民主党の米大統領候補者ヒラリー・クリントンが、学生ローンなしで大学に行けるようにすることを主要公約にするほど、この問題は深刻だ。学生ローンの借り換えを事業とするスタートアップは引きも切らない。
中国には学生ローンはほとんど存在しない。学生ローンマネジメントサービスのTuition.ioによると、中国の年間の学費は平均2,200ドル(約23万円)で、米公立大学の8,240ドル(約85万円)、米私立大学の2万8,500ドル(約295万円)に比べて格段に低く、収入が少なくてもローンの必要はない。
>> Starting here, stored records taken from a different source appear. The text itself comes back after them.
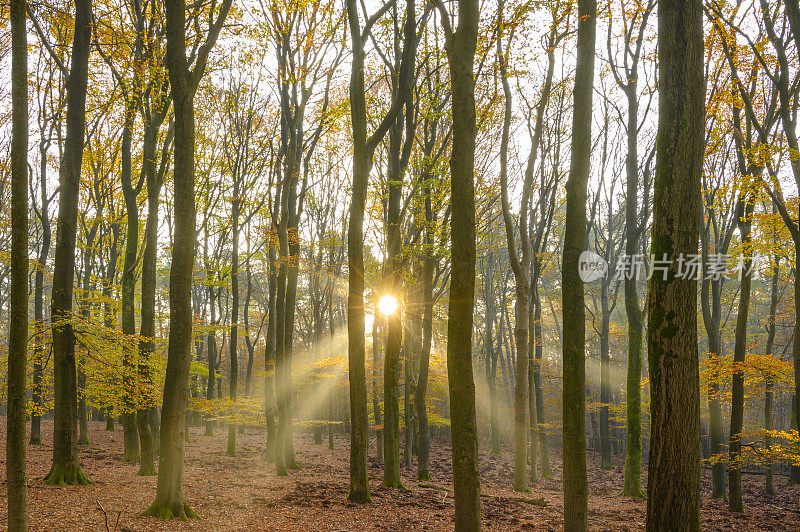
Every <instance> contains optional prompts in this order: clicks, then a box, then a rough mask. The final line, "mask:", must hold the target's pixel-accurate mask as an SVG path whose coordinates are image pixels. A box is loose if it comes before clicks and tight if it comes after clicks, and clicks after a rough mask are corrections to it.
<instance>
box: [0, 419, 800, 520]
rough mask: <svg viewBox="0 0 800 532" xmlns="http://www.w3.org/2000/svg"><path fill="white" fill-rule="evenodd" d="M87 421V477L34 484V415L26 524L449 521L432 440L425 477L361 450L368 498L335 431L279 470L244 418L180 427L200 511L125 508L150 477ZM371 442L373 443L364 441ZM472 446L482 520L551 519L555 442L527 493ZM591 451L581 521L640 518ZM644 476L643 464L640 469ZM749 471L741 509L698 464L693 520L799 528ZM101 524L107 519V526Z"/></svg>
mask: <svg viewBox="0 0 800 532" xmlns="http://www.w3.org/2000/svg"><path fill="white" fill-rule="evenodd" d="M89 425H90V436H91V442H92V443H91V445H88V446H81V448H80V459H81V463H82V466H83V470H84V472H85V473H86V474H87V476H88V477H89V479H90V480H92V481H93V484H92V485H91V486H81V487H64V488H56V487H52V486H45V485H44V484H43V483H42V481H41V478H42V477H43V476H44V475H45V474H46V473H47V471H48V469H49V466H50V460H51V457H52V447H51V446H50V444H51V441H52V428H53V425H52V421H43V423H42V434H43V436H44V438H43V440H44V442H45V443H44V445H40V446H30V445H29V446H28V476H29V479H30V480H29V483H28V484H29V492H28V494H29V499H30V529H31V530H92V531H95V530H99V531H104V530H106V526H105V516H104V512H105V514H107V515H108V519H109V522H110V523H111V525H110V527H113V523H114V522H115V521H116V519H117V515H118V514H119V523H120V528H119V529H118V530H120V531H125V530H127V531H144V530H203V531H208V530H226V531H227V530H237V531H239V530H241V531H245V530H312V531H324V530H332V531H338V530H351V531H357V530H358V531H360V530H398V531H406V530H451V529H452V526H453V525H452V522H453V514H454V507H453V494H452V491H451V490H452V471H451V469H450V450H449V447H448V446H447V445H446V444H444V443H442V442H439V441H434V442H432V445H431V460H430V462H431V464H430V465H431V476H432V477H433V480H432V481H430V482H425V483H419V482H417V481H416V466H414V467H412V468H403V470H402V473H403V482H404V484H405V486H406V489H405V490H396V489H390V488H386V487H384V486H382V485H381V477H382V468H381V465H380V464H379V463H378V462H377V460H375V458H374V455H371V457H370V460H369V474H370V489H371V492H372V502H371V503H369V504H365V505H361V504H354V503H350V502H348V501H347V500H346V499H347V493H348V482H349V476H348V463H347V460H348V450H349V448H348V445H347V439H346V438H344V437H343V436H342V435H337V437H336V442H335V443H336V450H334V451H330V450H329V449H328V447H327V441H326V444H325V445H315V444H314V443H313V441H312V438H311V435H310V434H307V433H305V432H302V431H301V430H300V428H299V427H298V429H297V431H296V434H295V450H296V454H297V460H298V463H299V464H300V465H301V467H302V469H300V470H296V471H291V472H290V475H289V476H288V477H278V476H276V475H275V468H274V465H273V464H270V463H267V462H265V461H264V459H263V457H264V451H263V449H264V438H265V433H264V432H262V431H260V430H256V429H248V431H247V434H239V435H238V456H236V457H229V456H226V455H225V449H226V444H225V442H226V437H227V430H225V429H222V428H220V429H217V430H216V431H215V435H214V436H213V437H207V436H204V435H203V432H204V428H202V427H191V429H190V434H191V442H190V443H189V444H187V447H186V470H185V473H184V493H185V496H186V499H187V502H188V503H189V505H190V506H191V507H192V508H193V509H194V510H195V511H196V512H197V513H198V514H200V516H201V517H202V519H201V520H199V521H189V522H180V521H173V522H170V523H163V522H160V521H158V520H155V519H152V518H141V517H137V514H138V513H139V512H141V511H142V510H143V509H144V508H146V507H147V505H148V504H149V503H150V502H151V501H152V499H153V497H154V496H155V482H156V479H155V477H138V476H136V471H137V470H138V465H135V464H123V463H122V462H121V461H120V459H121V457H122V432H121V428H120V427H118V428H117V431H116V432H106V431H105V430H104V429H105V423H99V422H92V423H90V424H89ZM4 431H5V419H3V420H2V429H0V438H1V440H0V448H2V451H0V454H2V456H3V457H5V433H4ZM370 451H371V452H372V453H374V446H373V447H372V448H371V449H370ZM485 451H486V450H485V449H483V448H482V453H481V457H480V470H481V488H482V489H481V491H482V493H483V495H484V496H483V497H482V512H483V518H484V526H485V528H486V529H487V530H560V529H562V524H561V516H562V503H561V500H562V492H561V464H560V457H559V454H560V451H559V450H558V449H554V450H553V453H552V454H553V460H552V470H553V478H550V479H540V481H539V482H538V483H537V484H536V485H535V486H533V487H532V490H531V493H527V494H519V493H514V492H513V491H511V490H510V489H509V487H510V485H511V481H512V477H513V462H512V459H513V456H512V453H511V451H510V449H507V450H506V451H505V452H504V453H503V454H502V455H490V454H489V453H488V452H485ZM597 463H598V459H597V456H596V455H594V454H593V453H591V452H590V453H589V467H590V469H589V489H590V497H589V514H590V529H591V530H640V529H642V528H643V527H644V516H645V510H646V502H645V501H643V500H639V499H633V498H628V497H621V496H619V493H620V492H621V491H622V467H623V465H622V461H621V460H615V461H614V468H613V469H611V470H607V471H601V470H599V468H598V467H597ZM643 477H646V474H643ZM0 482H2V484H0V499H2V500H5V499H6V493H5V468H2V472H0ZM763 482H764V478H763V476H761V475H750V474H745V475H744V481H743V488H744V494H745V506H746V508H745V513H744V514H742V515H737V514H732V513H730V512H728V511H727V503H726V502H725V501H719V500H711V499H709V498H708V493H709V490H710V480H709V474H708V471H706V470H704V471H703V507H702V510H701V520H702V528H703V529H704V530H737V531H740V530H776V531H778V530H800V511H798V497H800V487H797V486H789V485H788V484H787V482H786V478H785V477H777V478H776V486H775V487H776V491H777V493H778V496H776V497H767V496H766V495H764V493H763ZM5 512H6V508H5V504H3V505H2V507H1V508H0V526H3V525H5V524H6V515H5ZM111 529H112V530H113V528H111Z"/></svg>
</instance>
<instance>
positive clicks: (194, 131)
mask: <svg viewBox="0 0 800 532" xmlns="http://www.w3.org/2000/svg"><path fill="white" fill-rule="evenodd" d="M165 5H166V19H167V20H166V36H167V50H166V63H167V69H168V71H169V82H170V89H171V93H172V102H173V110H174V117H175V118H174V120H175V149H174V163H173V184H174V185H173V186H174V207H173V208H174V210H173V212H174V215H173V219H174V225H175V231H174V238H173V246H172V265H171V268H170V279H169V343H168V347H167V368H166V377H165V380H164V400H163V406H162V408H161V431H160V433H161V442H160V446H159V464H158V465H159V467H158V483H157V485H156V498H155V500H154V501H153V503H152V504H151V505H150V506H149V507H148V508H147V510H145V511H144V514H145V515H151V516H156V517H159V518H162V519H169V518H171V517H181V518H184V519H185V518H188V517H197V514H195V513H194V512H193V511H192V509H191V508H189V505H188V504H186V501H185V499H184V496H183V465H184V450H185V441H184V439H185V430H186V426H185V422H186V403H187V401H186V399H187V397H188V395H189V390H188V384H189V368H190V365H191V361H192V318H193V315H192V270H193V267H194V256H195V240H196V235H195V230H196V229H195V222H196V218H197V211H196V205H195V196H194V182H195V165H194V147H195V123H194V93H195V90H196V87H197V84H198V83H199V81H200V76H201V75H202V73H203V70H204V68H205V59H204V58H202V57H198V58H197V59H196V61H198V63H197V64H195V71H192V70H190V69H189V65H188V62H187V59H186V34H185V28H186V2H185V0H168V1H167V2H166V4H165ZM230 5H231V2H230V0H224V1H223V3H222V5H221V6H220V11H219V14H218V15H217V19H216V21H215V23H214V24H213V25H212V26H211V27H210V28H209V35H208V38H207V40H206V42H205V43H204V45H203V48H201V51H205V53H207V52H208V50H209V49H210V48H211V47H212V46H213V44H214V41H215V40H216V37H217V36H218V35H219V31H220V29H221V27H222V24H223V23H224V21H225V18H226V16H227V14H228V10H229V9H230ZM205 57H207V56H205Z"/></svg>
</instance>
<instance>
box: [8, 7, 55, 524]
mask: <svg viewBox="0 0 800 532" xmlns="http://www.w3.org/2000/svg"><path fill="white" fill-rule="evenodd" d="M10 18H11V106H12V110H11V119H12V123H11V128H12V129H11V295H10V298H9V299H10V303H9V314H10V318H9V319H10V322H11V323H10V324H9V334H8V376H7V384H8V386H7V401H8V411H7V417H6V423H7V424H6V488H7V490H8V492H7V496H8V530H10V531H13V532H17V531H26V530H27V529H28V488H27V480H26V472H25V468H26V461H25V413H26V412H25V411H26V408H25V403H26V399H27V391H26V389H25V388H26V386H27V384H26V380H25V379H26V376H25V370H26V365H27V360H28V36H27V29H26V22H25V0H14V2H13V3H12V4H11V12H10ZM42 180H44V176H42ZM42 182H44V181H42ZM43 215H44V216H46V214H44V212H43Z"/></svg>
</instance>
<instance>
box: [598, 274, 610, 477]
mask: <svg viewBox="0 0 800 532" xmlns="http://www.w3.org/2000/svg"><path fill="white" fill-rule="evenodd" d="M600 282H601V283H602V284H603V286H602V287H601V289H600V292H601V295H600V299H601V306H602V314H603V315H602V317H601V324H600V416H599V417H600V420H599V421H600V469H611V427H610V422H611V421H610V419H609V418H610V412H611V382H610V380H611V352H610V348H609V339H608V336H609V334H610V329H611V310H610V309H609V303H608V297H609V295H608V283H607V282H606V280H605V279H602V280H601V281H600Z"/></svg>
中国の学費が低いのは、政府の手厚い支援によるものだ。人的資本への投資は年間2,500億ドル(約26兆円)と試算される。
中国で学生ローンが存在しないもう一つの理由は、清華大学、北京大学、復旦大学といったトップ校のほとんどが国立だということだ。ハーバード、イェール、スタンフォード大学のような私立大学のバカ高い学費を、支払う価値があると受け入れている米国とは対照的だ。米国では名門公立校のカリフォルニア大学でさえ、地元在住の学生の必要経費は年間3万ドル(約310万円)を超える。
しかし、大金を払って米国で学位取得を目指す中国人学生も増えている。ウォール・ストリート・ジャーナルによると昨年、米国の大学に進学した中国人は2006年の3倍以上に増えた。
経済成長で中国人の所得水準は上がっている。アリババのIPOだけでも何千人もの億万長者を生んだ。中国のスタートアップ企業の多くが、高所得、高学歴向けの金融投資商品をビジネスにしているが、米国のように学生ローンをマネジメントするスタートアップは成り立たないのだ。